Entonces dije una cosa. Figúrate,
sólo imagínate que nunca ha pasado nada. Suponte que ésta ha sido la primera
vez. Supóntelo. Suponer no hace daño. Digamos que lo otro no ha sucedido jamás.
¿Sabes lo que quiero decir? ¿Entonces, qué?
Wes me miró con fijeza. Entonces
calculo que tendríamos que ser otras personas, si se diera el caso, dijo Wes.
Distintas. Ya no puedo hacer esa clase de suposiciones. Nacimos para ser lo que
somos. ¿Entiendes lo que quiero decir?
Le contesté que no había dejado
algo bueno ni recorrido casi mil kilómetros para oírle hablar así.
Lo siento, pero no pueblo hablar
como alguien que no soy, dijo Wes. Yo no soy otro. Si lo fuese, con toda
seguridad no estaría aquí. Si fuera otro, no sería yo. Pero soy como soy. ¿No
lo entiendes?
Está bien, Wes, le dije. Me llevé
su mano a la mejilla. Entonces, no sé, recordé cómo era cuando tenía diecinueve
años, su aspecto cuando corría por el campo adonde estaba su padre, sentado en
el tractor, con la mano sobre los ojos, viendo correr a Wes hacia él. Nosotros
acabábamos de llegar de California. Me bajé con Cheryl y Bobby y dije: ése es
el abuelo. Pero no eran más que niños.
Wes seguía sentado junto a mí,
dándose golpecitos en la barbilla, como si intentara decidir lo que haría a
continuación. El padre de Wes había muerto y nuestros hijos habían crecido.

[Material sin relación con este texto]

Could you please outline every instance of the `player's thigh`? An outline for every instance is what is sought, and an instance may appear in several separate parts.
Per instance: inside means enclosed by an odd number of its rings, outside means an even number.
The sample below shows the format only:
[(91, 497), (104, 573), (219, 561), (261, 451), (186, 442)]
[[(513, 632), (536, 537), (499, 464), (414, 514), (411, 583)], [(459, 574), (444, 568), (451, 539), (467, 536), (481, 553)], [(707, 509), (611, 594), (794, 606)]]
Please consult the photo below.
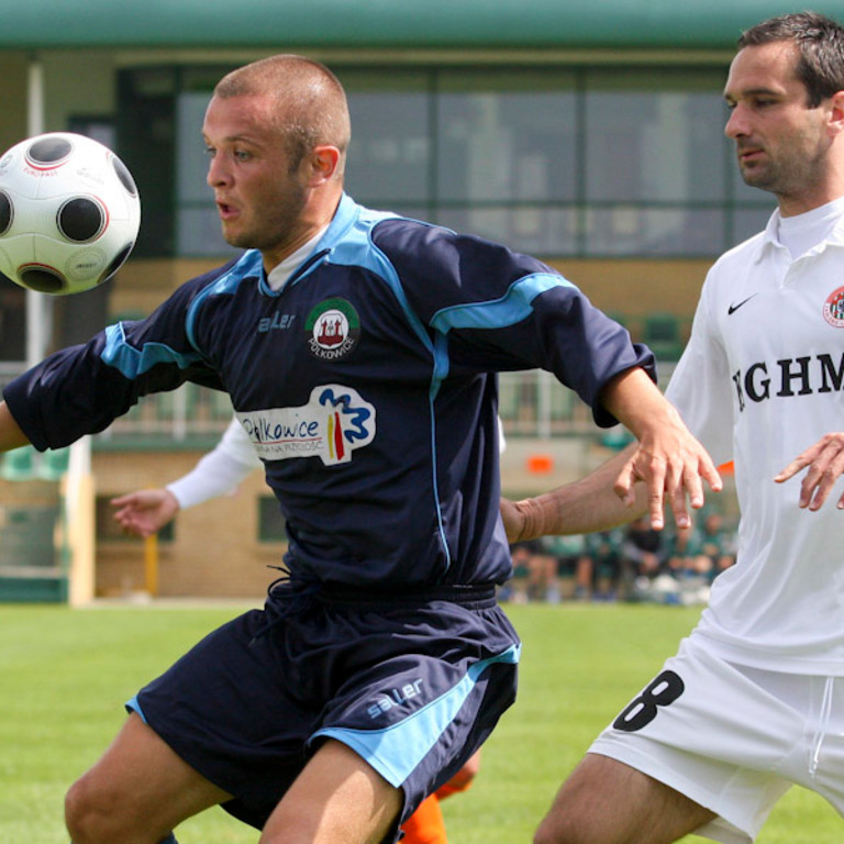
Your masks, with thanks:
[(403, 799), (354, 751), (329, 740), (270, 815), (260, 844), (380, 844)]
[(702, 806), (607, 756), (587, 754), (563, 784), (536, 844), (668, 844), (714, 818)]
[(132, 713), (99, 762), (70, 788), (66, 814), (71, 832), (93, 830), (102, 840), (116, 841), (135, 829), (164, 837), (186, 818), (230, 797)]

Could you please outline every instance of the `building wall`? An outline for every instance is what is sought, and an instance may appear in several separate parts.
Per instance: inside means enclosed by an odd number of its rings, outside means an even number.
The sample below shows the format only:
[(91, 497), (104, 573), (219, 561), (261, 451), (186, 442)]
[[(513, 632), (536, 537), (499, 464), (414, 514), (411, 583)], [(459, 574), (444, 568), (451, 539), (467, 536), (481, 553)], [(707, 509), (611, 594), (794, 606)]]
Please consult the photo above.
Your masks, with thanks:
[[(97, 497), (102, 501), (136, 489), (159, 487), (193, 467), (202, 452), (98, 452), (93, 457)], [(179, 512), (171, 542), (158, 542), (158, 595), (256, 598), (278, 576), (284, 543), (258, 541), (262, 474), (254, 473), (232, 496)], [(111, 519), (101, 506), (98, 520)], [(98, 533), (113, 529), (98, 525)], [(96, 591), (130, 596), (147, 588), (144, 541), (100, 538), (97, 545)]]

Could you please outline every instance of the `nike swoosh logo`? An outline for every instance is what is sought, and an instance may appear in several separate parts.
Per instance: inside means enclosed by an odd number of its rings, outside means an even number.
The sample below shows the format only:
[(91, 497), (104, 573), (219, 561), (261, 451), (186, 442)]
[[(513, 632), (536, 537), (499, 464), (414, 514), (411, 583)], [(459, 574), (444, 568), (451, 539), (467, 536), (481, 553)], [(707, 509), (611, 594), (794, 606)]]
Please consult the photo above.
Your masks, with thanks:
[(747, 304), (747, 302), (749, 302), (754, 296), (756, 296), (756, 293), (751, 293), (751, 296), (748, 296), (746, 299), (742, 299), (742, 301), (738, 302), (738, 304), (731, 304), (726, 309), (726, 315), (729, 316), (731, 313), (735, 313), (743, 304)]

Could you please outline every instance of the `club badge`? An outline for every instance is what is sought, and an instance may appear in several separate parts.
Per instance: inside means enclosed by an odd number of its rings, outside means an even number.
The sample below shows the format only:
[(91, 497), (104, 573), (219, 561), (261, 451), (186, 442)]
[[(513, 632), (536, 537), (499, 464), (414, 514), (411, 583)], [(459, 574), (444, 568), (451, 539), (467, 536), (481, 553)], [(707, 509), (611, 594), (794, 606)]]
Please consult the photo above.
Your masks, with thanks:
[(844, 329), (844, 287), (836, 288), (826, 297), (823, 319), (833, 327)]
[(314, 357), (341, 360), (357, 345), (360, 321), (351, 302), (335, 297), (320, 302), (308, 314), (304, 330)]

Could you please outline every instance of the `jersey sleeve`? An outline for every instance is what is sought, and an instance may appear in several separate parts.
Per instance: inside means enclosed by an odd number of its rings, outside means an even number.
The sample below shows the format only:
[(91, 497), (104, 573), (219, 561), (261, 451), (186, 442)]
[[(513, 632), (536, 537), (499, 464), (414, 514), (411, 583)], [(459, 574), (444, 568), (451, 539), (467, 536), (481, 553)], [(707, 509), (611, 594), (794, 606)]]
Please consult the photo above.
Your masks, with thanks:
[(233, 419), (214, 449), (187, 475), (168, 484), (167, 489), (187, 510), (231, 492), (260, 465), (243, 425)]
[(188, 380), (219, 389), (187, 326), (199, 287), (184, 285), (147, 319), (110, 325), (7, 385), (3, 398), (30, 442), (40, 451), (64, 447), (104, 430), (142, 396)]
[(717, 464), (732, 459), (733, 397), (726, 353), (712, 307), (712, 271), (703, 285), (688, 345), (666, 398)]
[(651, 352), (535, 258), (407, 220), (379, 223), (373, 240), (452, 375), (546, 369), (601, 425), (615, 422), (599, 403), (611, 378), (644, 367), (656, 380)]

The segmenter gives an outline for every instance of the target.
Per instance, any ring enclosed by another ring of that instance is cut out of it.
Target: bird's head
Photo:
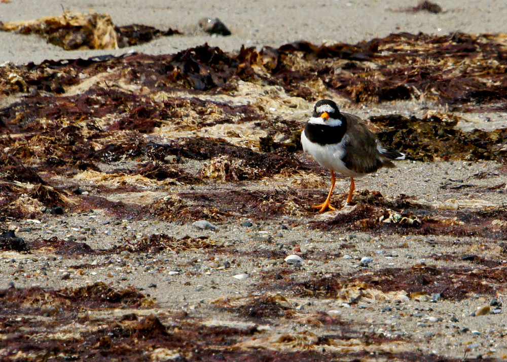
[[[330,99],[321,99],[313,106],[309,122],[328,126],[340,126],[342,116],[336,103]]]

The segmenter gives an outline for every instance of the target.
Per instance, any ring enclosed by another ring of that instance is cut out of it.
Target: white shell
[[[285,260],[285,263],[287,264],[296,264],[296,263],[303,262],[303,258],[296,254],[289,255],[283,260]]]

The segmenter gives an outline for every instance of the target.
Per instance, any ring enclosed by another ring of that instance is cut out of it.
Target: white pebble
[[[205,220],[196,221],[192,225],[201,230],[215,230],[216,228],[211,223]]]
[[[303,262],[303,258],[296,254],[289,255],[283,260],[285,260],[285,263],[287,264],[296,264],[296,263]]]

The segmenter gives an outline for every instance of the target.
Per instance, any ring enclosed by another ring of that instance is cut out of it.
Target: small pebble
[[[486,314],[489,314],[491,308],[489,305],[479,307],[475,311],[475,315],[476,316],[478,315],[486,315]]]
[[[199,21],[199,26],[208,34],[216,34],[224,36],[231,35],[231,31],[218,18],[203,18]]]
[[[368,266],[368,264],[373,261],[373,259],[369,256],[365,256],[359,260],[359,265],[361,266]]]
[[[200,220],[193,223],[192,225],[201,230],[216,230],[216,228],[207,220]]]
[[[491,299],[491,301],[489,302],[489,305],[492,307],[496,307],[497,306],[501,307],[502,306],[502,302],[498,301],[498,300],[496,298],[494,298]]]
[[[290,264],[297,264],[298,263],[303,262],[303,258],[298,255],[296,255],[295,254],[289,255],[283,260],[285,260],[285,263]]]

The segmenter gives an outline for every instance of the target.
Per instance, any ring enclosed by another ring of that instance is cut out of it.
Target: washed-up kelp
[[[205,45],[173,55],[6,64],[0,94],[16,98],[0,109],[3,215],[98,208],[181,222],[307,212],[317,191],[219,203],[187,191],[150,205],[104,195],[307,173],[312,168],[297,153],[302,124],[291,111],[325,92],[360,102],[425,97],[465,110],[479,104],[469,95],[480,83],[489,95],[481,109],[500,109],[502,36],[402,33],[354,45],[299,42],[230,54]],[[464,132],[447,119],[371,120],[384,144],[413,159],[506,162],[504,129]],[[87,187],[101,194],[83,195]]]
[[[0,30],[35,34],[65,50],[117,49],[180,33],[170,28],[163,31],[136,24],[116,26],[108,14],[73,11],[35,20],[0,22]]]
[[[124,76],[129,82],[159,90],[183,87],[230,91],[234,88],[231,81],[239,78],[277,85],[311,101],[327,90],[357,102],[413,98],[445,104],[451,110],[499,110],[504,109],[507,87],[505,41],[502,34],[401,33],[355,45],[318,47],[301,42],[260,52],[243,48],[234,54],[205,45],[170,56],[129,57],[119,64],[112,60],[107,65],[129,69]],[[39,89],[48,81],[65,87],[68,76],[48,79],[48,68],[53,68],[52,73],[75,74],[70,69],[86,63],[59,66],[46,62],[35,67],[0,69],[1,92],[26,92],[31,84]],[[99,69],[94,68],[103,66],[87,67],[87,72],[96,73]],[[52,86],[45,88],[61,90]]]

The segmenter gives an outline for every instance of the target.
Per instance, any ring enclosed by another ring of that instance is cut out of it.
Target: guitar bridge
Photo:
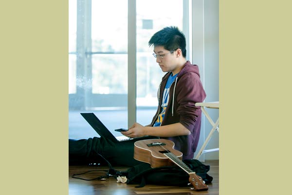
[[[147,146],[150,147],[150,146],[157,146],[157,145],[164,146],[165,145],[166,145],[165,143],[162,143],[162,142],[153,142],[153,143],[147,144]]]

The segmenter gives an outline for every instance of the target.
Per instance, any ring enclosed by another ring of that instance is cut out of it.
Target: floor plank
[[[70,195],[218,195],[219,194],[219,161],[218,160],[206,160],[203,164],[210,165],[210,170],[208,174],[213,177],[211,184],[208,184],[207,191],[196,192],[189,187],[165,186],[155,185],[146,185],[143,188],[135,188],[137,185],[127,185],[126,183],[117,183],[113,177],[107,178],[105,180],[93,180],[86,181],[72,178],[73,174],[81,174],[91,170],[107,170],[106,166],[96,167],[91,166],[70,166],[69,170],[69,191]],[[117,167],[114,169],[118,171],[126,171],[128,167]],[[86,179],[92,179],[105,175],[106,172],[94,171],[82,176],[77,176]]]

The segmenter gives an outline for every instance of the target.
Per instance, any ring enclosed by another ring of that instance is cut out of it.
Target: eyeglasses
[[[173,53],[173,52],[174,52],[175,50],[176,50],[177,49],[176,49],[175,50],[171,50],[170,51],[169,53],[167,53],[167,54],[163,54],[163,55],[159,55],[159,54],[156,54],[155,53],[153,54],[153,56],[154,57],[154,58],[157,58],[157,57],[158,57],[160,59],[162,59],[165,55],[167,55],[168,54],[171,54],[172,53]]]

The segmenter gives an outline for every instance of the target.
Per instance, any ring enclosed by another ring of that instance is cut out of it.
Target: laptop
[[[145,138],[145,137],[149,136],[146,136],[143,137],[134,138],[128,137],[125,136],[115,136],[93,113],[80,113],[80,114],[100,136],[106,137],[107,139],[115,143],[132,140],[133,139],[137,139],[137,140],[143,139]]]

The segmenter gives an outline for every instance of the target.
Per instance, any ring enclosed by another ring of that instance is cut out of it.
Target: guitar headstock
[[[208,190],[208,186],[205,184],[205,181],[201,176],[197,176],[195,173],[190,174],[189,176],[189,181],[193,185],[195,190],[197,191]]]

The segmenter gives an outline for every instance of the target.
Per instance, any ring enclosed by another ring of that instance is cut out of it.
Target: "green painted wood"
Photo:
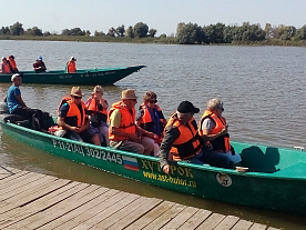
[[[16,139],[49,153],[145,183],[207,199],[306,213],[305,151],[232,142],[248,172],[171,162],[167,176],[154,157],[63,139],[12,123],[1,124]],[[136,167],[131,167],[131,162]]]
[[[126,76],[139,71],[145,66],[116,67],[104,69],[78,70],[75,73],[65,73],[63,70],[35,73],[22,71],[23,83],[44,84],[113,84]],[[11,82],[12,74],[0,74],[0,82]]]

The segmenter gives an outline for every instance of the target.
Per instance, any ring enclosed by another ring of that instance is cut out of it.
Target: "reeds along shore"
[[[90,36],[0,36],[0,40],[34,40],[34,41],[75,41],[75,42],[122,42],[122,43],[163,43],[178,44],[175,37],[162,38],[128,38],[128,37],[90,37]],[[198,46],[198,44],[197,44]],[[283,46],[306,47],[306,40],[266,39],[264,41],[247,41],[232,43],[211,43],[201,46]]]

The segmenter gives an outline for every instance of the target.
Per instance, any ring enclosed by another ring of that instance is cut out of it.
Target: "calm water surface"
[[[104,87],[109,103],[118,101],[126,88],[135,89],[140,99],[152,90],[165,117],[170,117],[182,100],[192,101],[202,114],[206,102],[217,97],[224,101],[232,140],[306,147],[305,48],[0,41],[0,56],[9,54],[16,57],[20,70],[31,70],[38,56],[50,70],[63,69],[71,56],[78,59],[79,69],[146,64],[115,86]],[[9,86],[0,83],[1,98]],[[92,88],[82,87],[86,97]],[[70,86],[21,87],[29,107],[50,113],[55,113],[69,90]],[[198,120],[201,114],[195,118]],[[20,143],[1,130],[0,138],[0,164],[157,197],[277,228],[306,226],[303,218],[198,199],[80,166]]]

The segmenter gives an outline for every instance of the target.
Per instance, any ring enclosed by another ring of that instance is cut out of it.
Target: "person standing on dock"
[[[76,59],[74,57],[70,58],[70,60],[65,64],[65,72],[69,72],[69,73],[76,72],[75,61]]]
[[[171,170],[169,159],[231,168],[231,162],[226,157],[215,156],[213,151],[203,149],[206,146],[198,134],[197,124],[193,118],[193,114],[198,112],[200,109],[195,108],[192,102],[182,101],[176,112],[169,119],[159,154],[161,168],[165,173],[169,174]]]
[[[10,64],[11,72],[12,72],[12,73],[17,73],[17,72],[18,72],[18,69],[17,69],[17,64],[16,64],[16,61],[14,61],[14,57],[13,57],[13,56],[9,56],[9,57],[8,57],[8,62],[9,62],[9,64]]]
[[[27,119],[32,120],[32,127],[34,130],[40,131],[44,128],[43,114],[39,109],[30,109],[23,102],[21,98],[21,91],[19,87],[22,83],[22,74],[16,73],[11,77],[12,86],[9,88],[7,93],[7,103],[9,112],[11,114],[19,114]]]
[[[101,146],[100,138],[89,130],[86,106],[80,87],[72,87],[71,100],[60,107],[58,124],[65,130],[64,138]]]
[[[119,150],[151,156],[153,144],[143,139],[142,130],[135,124],[137,97],[132,89],[123,90],[121,101],[112,104],[110,119],[110,147]]]
[[[47,68],[45,68],[44,62],[42,61],[42,57],[41,56],[33,63],[33,68],[34,68],[35,73],[45,72]]]

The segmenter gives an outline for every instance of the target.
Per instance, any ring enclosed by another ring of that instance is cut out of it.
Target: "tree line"
[[[157,30],[150,29],[144,22],[137,22],[134,26],[119,26],[112,27],[105,33],[103,31],[94,31],[92,36],[89,30],[81,28],[63,29],[60,34],[42,32],[38,27],[23,29],[22,23],[16,22],[10,27],[2,27],[0,36],[32,36],[32,37],[48,37],[48,36],[79,36],[79,37],[96,37],[96,38],[155,38]],[[161,34],[160,39],[167,38],[166,34]],[[303,41],[306,40],[306,24],[300,29],[294,26],[272,26],[266,23],[262,29],[259,24],[251,24],[243,22],[242,26],[225,26],[224,23],[198,26],[197,23],[180,22],[176,28],[176,34],[170,37],[172,41],[180,44],[218,44],[218,43],[239,43],[239,42],[257,42],[267,40],[283,40],[283,41]]]

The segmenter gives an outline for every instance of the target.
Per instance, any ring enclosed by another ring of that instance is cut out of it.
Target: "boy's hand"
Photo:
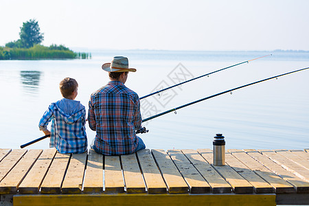
[[[50,131],[49,130],[46,130],[45,131],[43,131],[45,135],[50,135]]]

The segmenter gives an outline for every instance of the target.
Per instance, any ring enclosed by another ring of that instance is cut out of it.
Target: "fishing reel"
[[[140,128],[139,128],[138,130],[136,130],[137,134],[138,134],[138,133],[143,134],[143,133],[146,133],[148,132],[149,132],[149,130],[146,130],[146,127],[144,127],[144,126],[141,127]]]

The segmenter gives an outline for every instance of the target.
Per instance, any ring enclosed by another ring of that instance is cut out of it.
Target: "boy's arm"
[[[88,111],[88,123],[89,124],[89,128],[93,131],[95,131],[97,130],[97,127],[93,109],[93,104],[92,102],[92,99],[91,98],[89,100],[89,110]]]
[[[50,132],[47,130],[47,124],[52,120],[52,115],[53,112],[52,105],[50,105],[43,115],[42,118],[41,118],[40,122],[38,123],[38,128],[40,130],[42,130],[45,135],[50,134]]]

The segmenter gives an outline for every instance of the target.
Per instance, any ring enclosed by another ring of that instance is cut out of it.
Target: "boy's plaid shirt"
[[[135,152],[135,130],[141,124],[137,94],[119,81],[112,81],[93,93],[89,101],[89,127],[96,130],[94,144],[104,154]]]
[[[52,103],[40,120],[41,130],[47,129],[48,123],[53,120],[51,127],[51,147],[55,147],[60,153],[82,153],[87,150],[86,135],[86,109],[73,115],[65,114],[56,103]]]

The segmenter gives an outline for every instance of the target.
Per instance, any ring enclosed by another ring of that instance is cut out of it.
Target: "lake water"
[[[143,118],[259,80],[309,67],[309,53],[264,52],[92,51],[91,60],[0,61],[0,148],[43,136],[40,118],[62,98],[58,84],[79,84],[76,100],[88,108],[91,93],[105,85],[101,69],[114,56],[129,58],[136,73],[126,85],[139,97],[193,77],[272,54],[141,100]],[[309,69],[247,87],[144,122],[148,148],[212,148],[216,133],[227,148],[309,148]],[[95,136],[87,125],[89,141]],[[47,148],[45,139],[27,148]]]

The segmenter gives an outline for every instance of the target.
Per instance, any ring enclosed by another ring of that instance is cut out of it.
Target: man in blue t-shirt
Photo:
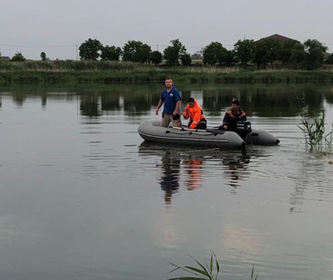
[[[179,107],[181,99],[178,90],[173,87],[172,79],[166,79],[165,83],[166,88],[162,92],[161,98],[155,112],[158,115],[159,110],[164,103],[164,109],[162,113],[162,125],[167,127],[170,122],[172,122],[173,126],[180,127],[181,122]]]

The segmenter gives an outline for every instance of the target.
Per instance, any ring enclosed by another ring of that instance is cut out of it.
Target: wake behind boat
[[[238,131],[238,133],[236,131],[219,130],[217,128],[191,129],[185,126],[181,128],[165,127],[161,126],[161,122],[158,121],[144,122],[138,129],[138,132],[143,139],[156,143],[234,147],[243,146],[247,143],[269,145],[276,145],[280,142],[267,131],[255,130],[249,131],[251,132],[245,135],[246,138],[243,137],[243,140]]]

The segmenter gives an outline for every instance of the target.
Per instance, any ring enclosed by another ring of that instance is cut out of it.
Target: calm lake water
[[[221,279],[333,278],[333,156],[305,150],[292,86],[176,86],[209,125],[237,98],[280,144],[144,142],[163,85],[0,88],[2,278],[163,280],[211,251]],[[333,86],[295,90],[333,122]]]

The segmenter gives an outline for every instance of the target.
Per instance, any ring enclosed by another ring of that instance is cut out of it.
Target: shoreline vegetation
[[[123,61],[56,60],[0,62],[0,83],[140,83],[163,82],[167,77],[190,83],[333,83],[333,68],[305,71],[279,69],[156,66]]]

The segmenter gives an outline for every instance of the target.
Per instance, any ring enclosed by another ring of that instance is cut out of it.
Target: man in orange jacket
[[[205,129],[207,127],[207,121],[205,119],[202,109],[196,100],[194,100],[193,97],[188,99],[188,103],[184,110],[183,117],[185,120],[189,119],[189,128]]]

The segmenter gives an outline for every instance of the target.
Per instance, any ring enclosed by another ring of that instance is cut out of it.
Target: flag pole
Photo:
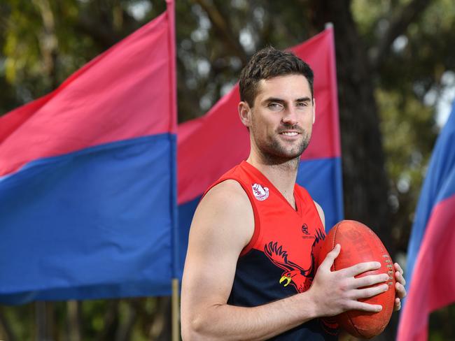
[[[172,113],[172,119],[171,121],[170,131],[174,134],[176,133],[177,125],[177,76],[176,76],[176,37],[175,37],[175,3],[174,0],[166,0],[166,11],[167,13],[168,25],[169,25],[169,55],[171,56],[171,68],[170,79],[172,84],[171,89],[172,95],[170,96],[170,108]],[[177,184],[176,184],[176,138],[173,140],[173,157],[172,166],[174,168],[173,172],[173,196],[172,203],[174,211],[174,222],[172,228],[173,237],[173,273],[172,278],[172,296],[171,298],[172,304],[172,341],[180,341],[180,303],[179,303],[179,284],[178,273],[180,273],[180,266],[178,266],[178,238],[177,224]]]
[[[178,279],[172,279],[172,341],[180,341]]]

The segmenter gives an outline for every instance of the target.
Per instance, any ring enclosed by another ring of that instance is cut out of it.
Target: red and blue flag
[[[314,71],[316,122],[302,156],[297,182],[326,213],[326,226],[343,217],[341,147],[332,29],[290,49]],[[204,116],[178,126],[178,203],[180,245],[186,249],[195,210],[201,196],[220,176],[249,152],[249,137],[237,114],[236,85]],[[181,253],[181,263],[185,252]]]
[[[174,3],[0,118],[0,301],[167,295],[178,275]]]
[[[455,302],[455,102],[435,146],[407,250],[398,340],[428,340],[431,312]]]

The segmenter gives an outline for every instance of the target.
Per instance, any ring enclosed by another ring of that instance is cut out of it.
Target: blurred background
[[[165,10],[164,0],[1,0],[0,115],[55,89]],[[257,50],[333,24],[345,218],[365,222],[402,266],[435,138],[455,99],[453,0],[180,0],[179,122],[204,115]],[[316,75],[317,77],[317,75]],[[0,339],[170,340],[170,298],[0,306]],[[395,314],[375,340],[393,340]],[[455,340],[455,306],[430,340]]]

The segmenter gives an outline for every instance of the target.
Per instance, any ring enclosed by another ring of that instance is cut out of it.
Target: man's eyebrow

Miré a Wes y luego el cuarto de Chef y las cosas de Chef. Tenemos que hacer
algo, y rápido, pensé.
Cariño, dije. Wes, escúchame.
¿Qué quieres?, me dijo. Pero eso
fue todo. Parecía haber llegado a una conclusión. Pero, una vez decidido, no
tenía prisa. Se recostó en el sofá, cruzó las manos sobre el regazo y cerró los
ojos. No dijo nada más. No tenía por qué hacerlo.
Pronuncié su nombre para mis
adentros. Era fácil de decir, y estaba acostumbrada a repetirlo desde hacía
mucho tiempo. Luego volví a decirlo. Esta vez en voz alta. Wes, dije.
Abrió los ojos. Pero no me miró.
Simplemente se quedó sentado donde estaba y miró a la ventana. Linda la Gorda , dijo. Pero yo sabía
que no se trataba de ella. No era nada. Sólo un nombre. Wes se levantó, echó
las cortinas y el mar desapareció como por ensalmo. Fui a preparar la cena. Aún
teníamos un poco de pescado en la nevera. No quedaba mucho más. Esta noche
haremos limpieza, pensé, y eso será el fin de todo.